There are two main differences between the buffer manager and intermediate data structures:
- As the buffer manager caches pages that already exist on disk (in DuckDB's persistent storage) – they do not need to be written to the temporary directory when evicted. Instead, when they are required again, they can be re-read from the attached storage file directly.
- Query intermediates have a natural life-cycle, namely when the query is finished processing the intermediates are no longer required. Pages that are buffer managed from the persistent storage are useful across queries.

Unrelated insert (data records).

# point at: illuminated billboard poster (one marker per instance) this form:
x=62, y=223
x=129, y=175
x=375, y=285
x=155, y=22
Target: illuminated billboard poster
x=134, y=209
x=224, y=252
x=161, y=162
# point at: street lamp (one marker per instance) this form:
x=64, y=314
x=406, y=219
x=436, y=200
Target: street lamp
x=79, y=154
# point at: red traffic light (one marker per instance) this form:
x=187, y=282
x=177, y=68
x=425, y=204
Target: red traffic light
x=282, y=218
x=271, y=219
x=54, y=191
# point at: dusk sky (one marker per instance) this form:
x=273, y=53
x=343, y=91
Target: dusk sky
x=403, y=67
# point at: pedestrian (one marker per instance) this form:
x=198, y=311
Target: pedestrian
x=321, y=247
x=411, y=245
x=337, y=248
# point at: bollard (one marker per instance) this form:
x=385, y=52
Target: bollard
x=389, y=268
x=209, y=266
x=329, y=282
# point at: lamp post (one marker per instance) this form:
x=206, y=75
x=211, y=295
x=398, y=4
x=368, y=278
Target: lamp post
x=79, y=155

As such, the pages kept by the buffer manager are kept cached until either the persistent database is closed, or until space must be freed up for other operations.

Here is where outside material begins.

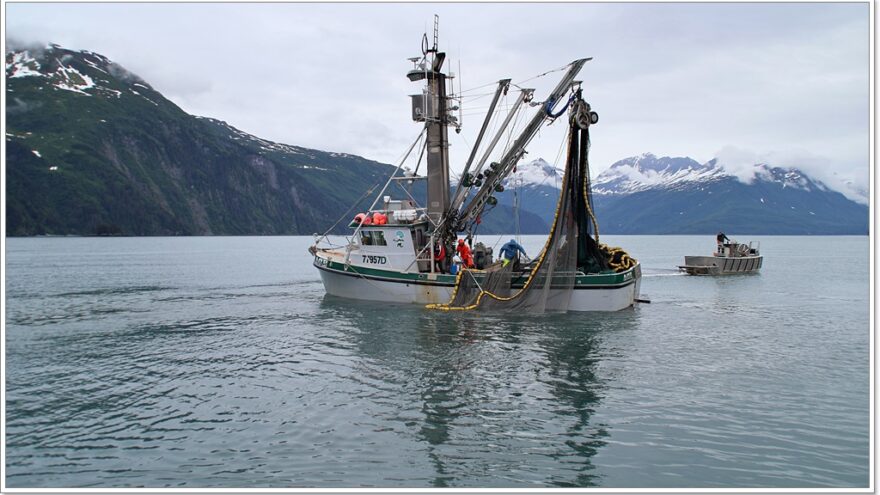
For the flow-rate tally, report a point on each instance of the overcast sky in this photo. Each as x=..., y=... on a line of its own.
x=786, y=83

The performance boost of the buffer manager depends on the speed of the underlying storage medium. When data is stored on a very fast disk, reading data is fast and the speed-up is minimal. When data is stored on a network drive or read over http/S3, reading requires performing network requests, and the speed-up can be very large.
Profiling Memory Usage
DuckDB contains a number of tools that can be used to profile memory usage.
The duckdb_memory()
function can be used to inspect which components of the system are using memory. Memory used by the buffer manager is labeled as BASE_TABLE
, while query intermediates are divided into separate groups.
FROM duckdb_memory();
┌──────────────────┬────────────────────┬─────────────────────────┐
│ tag │ memory_usage_bytes │ temporary_storage_bytes │
│ varchar │ int64 │ int64 │
├──────────────────┼────────────────────┼─────────────────────────┤
│ BASE_TABLE │ 168558592 │ 0 │
│ HASH_TABLE │ 0 │ 0 │
│ PARQUET_READER │ 0 │ 0 │
│ CSV_READER │ 0 │ 0 │
│ ORDER_BY │ 0 │ 0 │
│ ART_INDEX │ 0 │ 0 │
│ COLUMN_DATA │ 0 │ 0 │
│ METADATA │ 0 │ 0 │
│ OVERFLOW_STRINGS │ 0 │ 0 │
│ IN_MEMORY_TABLE │ 0 │ 0 │
│ ALLOCATOR │ 0 │ 0 │
│ EXTENSION │ 0 │ 0 │
├──────────────────┴────────────────────┴─────────────────────────┤
│ 12 rows 3 columns │
└─────────────────────────────────────────────────────────────────┘
The duckdb_temporary_files
function can be used to examine the current contents of the temporary directory.

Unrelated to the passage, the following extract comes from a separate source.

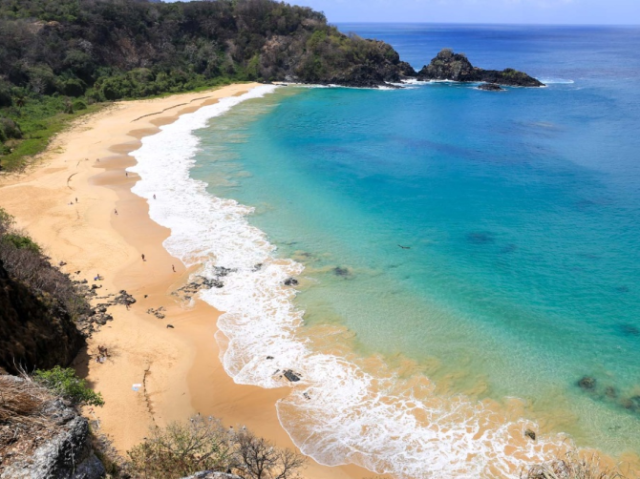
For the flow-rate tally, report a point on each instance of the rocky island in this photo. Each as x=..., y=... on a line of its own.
x=448, y=65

FROM duckdb_temporary_files();
┌────────────────────────────────┬───────────┐
│ path │ size │
│ varchar │ int64 │
├────────────────────────────────┼───────────┤
│ .tmp/duckdb_temp_storage-0.tmp │ 967049216 │
└────────────────────────────────┴───────────┘
Conclusion
Memory management is critical for a high-performance analytics engine. DuckDB is built to take advantage of any available memory to speed up query processing, while gracefully dealing with larger-than-memory datasets using intermediate spilling. Memory management is still an active area of development and has continuously improved across DuckDB versions. Amongst others, we are working on improving memory management for complex queries that involve multiple operators with larger-than-memory intermediates.